From a863305fa483cddbe12299186e502ca6c3eba8cf Mon Sep 17 00:00:00 2001
From: Saoirse Stewart <saoirse.stewart@arm.com>
Date: Tue, 12 Nov 2024 15:26:34 +0000
Subject: [PATCH] Add aot_arm_compiler flag to allow the reordering of the
 inputs

* Add capability to use cmd input order in the backend
* Extend the test infrastructure to handle this
---
 backends/arm/arm_backend.py      | 31 +++++++++++++++++++++++++++++--
 backends/arm/arm_vela.py         | 15 +++++++++------
 backends/arm/test/common.py      | 32 ++++++++++++++++++++++++++------
 examples/arm/aot_arm_compiler.py | 18 ++++++++++++++++--
 examples/arm/run.sh              |  6 +++++-
 5 files changed, 85 insertions(+), 17 deletions(-)

diff --git a/backends/arm/arm_backend.py b/backends/arm/arm_backend.py
index 06207611e09..ad2d1e73afb 100644
--- a/backends/arm/arm_backend.py
+++ b/backends/arm/arm_backend.py
@@ -52,6 +52,7 @@ def __init__(self):
         self.permute_nhwc = False
         self.quantize_io = False
         self.tosa_version = None
+        self.input_order = None
 
     def ethosu_compile_spec(
         self,
@@ -134,6 +135,14 @@ def set_quantize_io(self, quantize_io: bool = False) -> "ArmCompileSpecBuilder":
         self.quantize_io = quantize_io
         return self
 
+    def set_input_order(self, input_order: str = None) -> "ArmCompileSpecBuilder":
+        """
+        Reorder the inputs coming in. This may be required when inputs > 1.

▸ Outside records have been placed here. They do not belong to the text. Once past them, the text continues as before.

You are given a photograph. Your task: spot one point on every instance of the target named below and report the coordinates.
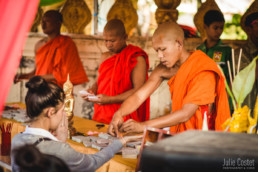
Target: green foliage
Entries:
(243, 82)
(233, 30)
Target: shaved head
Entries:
(169, 31)
(56, 15)
(117, 26)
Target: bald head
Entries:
(55, 15)
(116, 26)
(169, 31)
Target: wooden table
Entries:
(116, 164)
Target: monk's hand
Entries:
(132, 126)
(61, 131)
(115, 124)
(101, 99)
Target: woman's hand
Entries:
(62, 129)
(100, 99)
(127, 139)
(115, 124)
(132, 126)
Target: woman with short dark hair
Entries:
(45, 107)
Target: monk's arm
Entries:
(135, 100)
(49, 77)
(174, 118)
(138, 77)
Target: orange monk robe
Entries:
(115, 78)
(199, 81)
(60, 57)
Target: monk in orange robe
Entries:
(196, 84)
(57, 55)
(123, 69)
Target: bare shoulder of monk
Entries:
(164, 72)
(105, 56)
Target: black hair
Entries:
(55, 14)
(250, 18)
(41, 95)
(213, 16)
(30, 159)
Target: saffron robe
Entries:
(60, 57)
(115, 78)
(185, 89)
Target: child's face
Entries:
(168, 51)
(214, 30)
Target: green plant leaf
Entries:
(243, 82)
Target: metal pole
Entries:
(95, 14)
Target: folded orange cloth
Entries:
(60, 57)
(114, 78)
(195, 83)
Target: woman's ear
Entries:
(179, 43)
(51, 111)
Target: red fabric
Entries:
(114, 78)
(192, 90)
(60, 57)
(16, 18)
(211, 117)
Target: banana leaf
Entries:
(243, 82)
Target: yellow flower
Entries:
(239, 121)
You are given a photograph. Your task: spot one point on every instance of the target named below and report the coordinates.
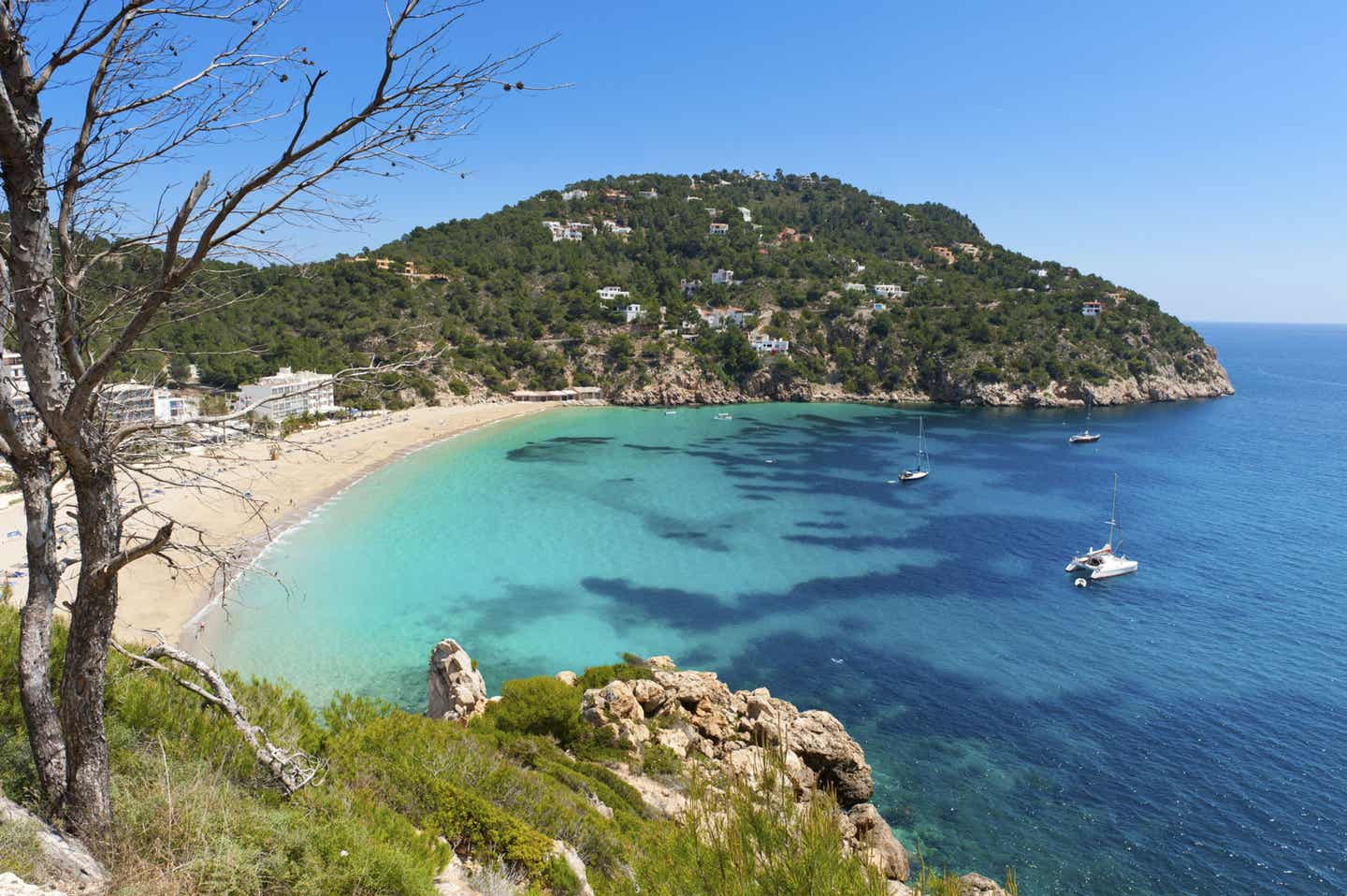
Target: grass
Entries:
(193, 816)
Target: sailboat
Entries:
(1084, 437)
(1108, 561)
(923, 468)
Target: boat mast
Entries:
(1113, 515)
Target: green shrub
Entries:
(660, 760)
(539, 706)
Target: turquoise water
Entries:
(1180, 730)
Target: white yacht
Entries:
(1108, 561)
(923, 468)
(1084, 437)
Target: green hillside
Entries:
(512, 308)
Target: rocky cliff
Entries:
(683, 382)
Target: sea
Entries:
(1179, 730)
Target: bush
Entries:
(539, 706)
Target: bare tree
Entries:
(158, 84)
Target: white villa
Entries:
(719, 318)
(767, 345)
(288, 394)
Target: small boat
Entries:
(1084, 436)
(1106, 562)
(923, 468)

+        And while using the U55/U85 CompileSpec.
+        """
+        self.input_order = input_order
+        return self
+
     def build(self) -> List[CompileSpec]:
         """
         Generate a list of compile spec objects from the builder
@@ -163,6 +172,13 @@ def build(self) -> List[CompileSpec]:
                 CompileSpec("permute_memory_format", "nhwc".encode())
             )
 
+        if self.input_order:
+            self.compile_spec.append(
+                CompileSpec(
+                    "input_order", " ".join(map(str, self.input_order)).encode()
+                )
+            )
+
         if self.quantize_io:
             self.compile_spec.append(CompileSpec("quantize_io", "True".encode()))
 
@@ -214,6 +230,7 @@ def preprocess(  # noqa: C901
         artifact_path = None
         output_format = ""
         compile_flags = []
+        input_order = []
         for spec in compile_spec:
             if spec.key == "debug_artifact_path":
                 artifact_path = spec.value.decode()
@@ -221,6 +238,8 @@ def preprocess(  # noqa: C901
                 output_format = spec.value.decode()
             if spec.key == "compile_flags":
                 compile_flags.append(spec.value.decode())
+            if spec.key == "input_order":
+                input_order = list(map(int, spec.value.decode().split(",")))
 
         # Check that the output format is set in the compile spec
         if not output_format:
@@ -246,12 +265,14 @@ def preprocess(  # noqa: C901
         )
 
         node_visitors = get_node_visitors(edge_program, tosa_spec)
-
+        input_count = 0
         for node in graph_module.graph.nodes:
             if node.op == "call_function":
                 process_call_function(node, tosa_graph, node_visitors, tosa_spec)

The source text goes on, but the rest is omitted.